1. Materials and Methods

A. Clinical Trial

All clinical studies described were performed with approval of the University of Pennsylvania (UPenn) Institutional Review Board after written informed consent was obtained from all research participants and was registered at clinicaltrials.gov (NCT02010359). We recruited healthy obese subjects age 18 to 50 with body mass index ≥30 mg/m2 from the general community for the Fish Oils and Adipose Inflammation Reduction study. A total of 25 subjects (13 Lovaza, 12 placebo) completed the study and are included in these analyses. Exclusions included diagnosis of diabetes (glucose fasting > 126 mg/dL, or random > 200 mg/dL, or use of any antidiabetic agent), use of any lipid-lowering medications, inflammatory disease or use of anti-inflammatory agents (including over the counter analgesics, and inhaled/topical/nasal steroids), habitual fish intake of >three servings/month and/or unwilling to eliminate all fish intake during the study, fish oil supplement intake within 6 months, conditions that would contraindicate use of Lovaza (liver dysfunction, anemia, arrhythmia, coagulopathy), pregnancy, and breastfeeding. Participants who met initial criteria by telephone/E-mail interview underwent a screening visit with medical history, physical examinations, electrocardiogram, urine pregnancy test in females, and laboratories for fasting glucose, complete blood count, liver function panel, and lipids. If eligible, they returned for a randomization visit that included fasting blood draw and gluteal adipose biopsy, as previously reported [40, 41]. Briefly, subcutaneous adipose samples were collected by core needle aspiration through a 4-mm gluteal incision. Subjects were assigned a subject ID and randomized to Lovaza 4 g/d or placebo in a double-blind manner (managed via UPenn Investigational Drug Service). Subjects returned for study completion visit scheduled after 8 to 10 weeks of study drug, which again involved fasting blood draw and adipose biopsy from contralateral gluteal site. Adipose tissue and blood samples were aliquoted and stored at −80°C until further analysis.

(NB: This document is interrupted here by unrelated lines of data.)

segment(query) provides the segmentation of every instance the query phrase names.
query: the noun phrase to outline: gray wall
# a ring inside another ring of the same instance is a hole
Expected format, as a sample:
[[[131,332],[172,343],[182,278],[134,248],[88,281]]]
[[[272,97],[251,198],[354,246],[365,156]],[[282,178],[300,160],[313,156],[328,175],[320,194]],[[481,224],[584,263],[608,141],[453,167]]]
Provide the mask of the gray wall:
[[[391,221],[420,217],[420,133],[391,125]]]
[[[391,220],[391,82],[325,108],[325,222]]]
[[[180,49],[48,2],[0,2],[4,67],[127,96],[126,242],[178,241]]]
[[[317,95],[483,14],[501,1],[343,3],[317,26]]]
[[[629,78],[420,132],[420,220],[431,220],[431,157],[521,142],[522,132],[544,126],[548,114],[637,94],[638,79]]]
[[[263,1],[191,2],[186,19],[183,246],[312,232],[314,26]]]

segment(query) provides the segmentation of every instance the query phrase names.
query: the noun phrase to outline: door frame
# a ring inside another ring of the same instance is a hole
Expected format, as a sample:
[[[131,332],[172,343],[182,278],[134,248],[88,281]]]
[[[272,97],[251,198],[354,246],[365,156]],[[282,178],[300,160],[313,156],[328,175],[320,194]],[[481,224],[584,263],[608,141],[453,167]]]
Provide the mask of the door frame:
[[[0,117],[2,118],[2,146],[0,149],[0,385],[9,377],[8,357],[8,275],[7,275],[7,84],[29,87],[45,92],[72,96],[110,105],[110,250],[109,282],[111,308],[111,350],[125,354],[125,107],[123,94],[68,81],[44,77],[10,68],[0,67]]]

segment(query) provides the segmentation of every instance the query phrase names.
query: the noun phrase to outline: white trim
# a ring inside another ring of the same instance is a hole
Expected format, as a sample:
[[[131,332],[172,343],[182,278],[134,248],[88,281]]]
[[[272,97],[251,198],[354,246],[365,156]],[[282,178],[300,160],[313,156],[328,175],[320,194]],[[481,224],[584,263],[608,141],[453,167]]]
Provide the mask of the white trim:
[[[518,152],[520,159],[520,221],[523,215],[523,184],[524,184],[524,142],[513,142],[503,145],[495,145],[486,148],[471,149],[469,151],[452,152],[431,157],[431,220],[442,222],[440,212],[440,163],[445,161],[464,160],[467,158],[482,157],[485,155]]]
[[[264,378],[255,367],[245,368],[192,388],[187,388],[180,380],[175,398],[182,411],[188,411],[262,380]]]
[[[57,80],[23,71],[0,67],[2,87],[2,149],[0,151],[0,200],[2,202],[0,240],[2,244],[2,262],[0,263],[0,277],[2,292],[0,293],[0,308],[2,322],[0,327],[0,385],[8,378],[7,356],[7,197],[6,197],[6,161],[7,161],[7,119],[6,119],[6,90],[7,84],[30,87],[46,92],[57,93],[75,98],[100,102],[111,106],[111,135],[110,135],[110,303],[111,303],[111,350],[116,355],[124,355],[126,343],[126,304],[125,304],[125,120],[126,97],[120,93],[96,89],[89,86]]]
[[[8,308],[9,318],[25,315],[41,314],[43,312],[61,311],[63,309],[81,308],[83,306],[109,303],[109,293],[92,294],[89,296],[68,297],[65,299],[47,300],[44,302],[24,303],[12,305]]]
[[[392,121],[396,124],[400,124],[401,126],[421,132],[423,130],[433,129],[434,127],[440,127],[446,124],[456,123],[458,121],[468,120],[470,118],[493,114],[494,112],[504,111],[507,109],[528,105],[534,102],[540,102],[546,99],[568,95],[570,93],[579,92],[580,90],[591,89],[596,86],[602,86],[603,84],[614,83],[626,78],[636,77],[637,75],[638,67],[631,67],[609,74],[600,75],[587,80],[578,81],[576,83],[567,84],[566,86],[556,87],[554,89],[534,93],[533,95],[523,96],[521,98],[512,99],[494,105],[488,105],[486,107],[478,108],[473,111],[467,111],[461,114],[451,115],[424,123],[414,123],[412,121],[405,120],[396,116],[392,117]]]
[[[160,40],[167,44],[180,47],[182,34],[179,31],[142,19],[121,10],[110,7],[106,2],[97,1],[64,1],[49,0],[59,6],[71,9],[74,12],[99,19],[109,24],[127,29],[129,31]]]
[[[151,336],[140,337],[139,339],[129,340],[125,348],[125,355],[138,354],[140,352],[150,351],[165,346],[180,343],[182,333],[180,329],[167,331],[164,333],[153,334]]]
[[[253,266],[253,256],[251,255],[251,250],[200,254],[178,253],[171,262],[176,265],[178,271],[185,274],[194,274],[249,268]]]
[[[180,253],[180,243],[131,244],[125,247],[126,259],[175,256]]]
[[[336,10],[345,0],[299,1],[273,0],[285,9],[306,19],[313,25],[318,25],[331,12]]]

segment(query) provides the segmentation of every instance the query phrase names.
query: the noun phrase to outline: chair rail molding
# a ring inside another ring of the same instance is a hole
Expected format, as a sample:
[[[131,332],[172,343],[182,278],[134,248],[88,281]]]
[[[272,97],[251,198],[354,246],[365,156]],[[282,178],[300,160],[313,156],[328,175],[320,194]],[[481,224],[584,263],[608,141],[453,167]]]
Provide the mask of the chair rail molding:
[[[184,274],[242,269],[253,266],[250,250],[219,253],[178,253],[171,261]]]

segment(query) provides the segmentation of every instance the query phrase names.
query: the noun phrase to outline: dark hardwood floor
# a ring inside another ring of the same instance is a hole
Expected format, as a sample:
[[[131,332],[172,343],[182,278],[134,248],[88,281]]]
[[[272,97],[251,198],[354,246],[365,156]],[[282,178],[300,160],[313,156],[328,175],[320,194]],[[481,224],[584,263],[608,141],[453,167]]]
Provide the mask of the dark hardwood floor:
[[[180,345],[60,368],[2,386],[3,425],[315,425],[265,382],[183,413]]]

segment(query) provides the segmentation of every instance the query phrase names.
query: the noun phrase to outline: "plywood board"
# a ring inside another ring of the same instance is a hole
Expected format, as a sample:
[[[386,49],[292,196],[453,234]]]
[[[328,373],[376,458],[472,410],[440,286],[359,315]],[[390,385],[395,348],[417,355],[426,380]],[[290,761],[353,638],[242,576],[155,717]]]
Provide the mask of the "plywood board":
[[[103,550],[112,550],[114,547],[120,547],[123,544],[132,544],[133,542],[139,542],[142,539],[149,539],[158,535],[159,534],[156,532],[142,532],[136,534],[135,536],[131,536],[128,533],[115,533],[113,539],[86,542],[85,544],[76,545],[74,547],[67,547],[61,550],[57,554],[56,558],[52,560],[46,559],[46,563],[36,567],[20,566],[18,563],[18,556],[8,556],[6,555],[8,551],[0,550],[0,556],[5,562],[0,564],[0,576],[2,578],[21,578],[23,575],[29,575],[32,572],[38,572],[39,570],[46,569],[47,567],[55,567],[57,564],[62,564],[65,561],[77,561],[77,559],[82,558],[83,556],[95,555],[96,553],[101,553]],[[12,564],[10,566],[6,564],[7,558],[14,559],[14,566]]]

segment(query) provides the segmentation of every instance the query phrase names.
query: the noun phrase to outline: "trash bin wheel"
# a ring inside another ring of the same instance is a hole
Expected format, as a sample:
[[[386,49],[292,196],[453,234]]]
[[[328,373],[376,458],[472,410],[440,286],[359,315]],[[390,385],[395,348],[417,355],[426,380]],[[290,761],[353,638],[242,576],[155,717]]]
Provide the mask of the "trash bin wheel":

B. Measurement of Circulating Metabolites and Inflammatory Markers

Fasting glucose insulin and lipid measurements were performed by the Translational Core Laboratory of the University of Pennsylvania using the Roche Cobas c311 (Roche, Basel, Switzerland). HOMA-IR was calculated using the following formula: fasting insulin level (µIU/mL) × fasting glucose level (in mM)/22.5. Inflammatory markers [IL-6, monocyte chemoattractant protein-1 (MCP-1), IL-18, and IL-1β] and high molecular weight (HMW) adiponectin were quantified by enzyme-linked immunosorbent assay run in duplicate according to manufacturer’s directions (R&D Systems, Minneapolis, MN) [42-45] and read on an Epoch Microplate Spectrophotometer (BioTek Instruments, Inc., Winooski, VT). Coefficients of variance were <15% for all samples and assays run.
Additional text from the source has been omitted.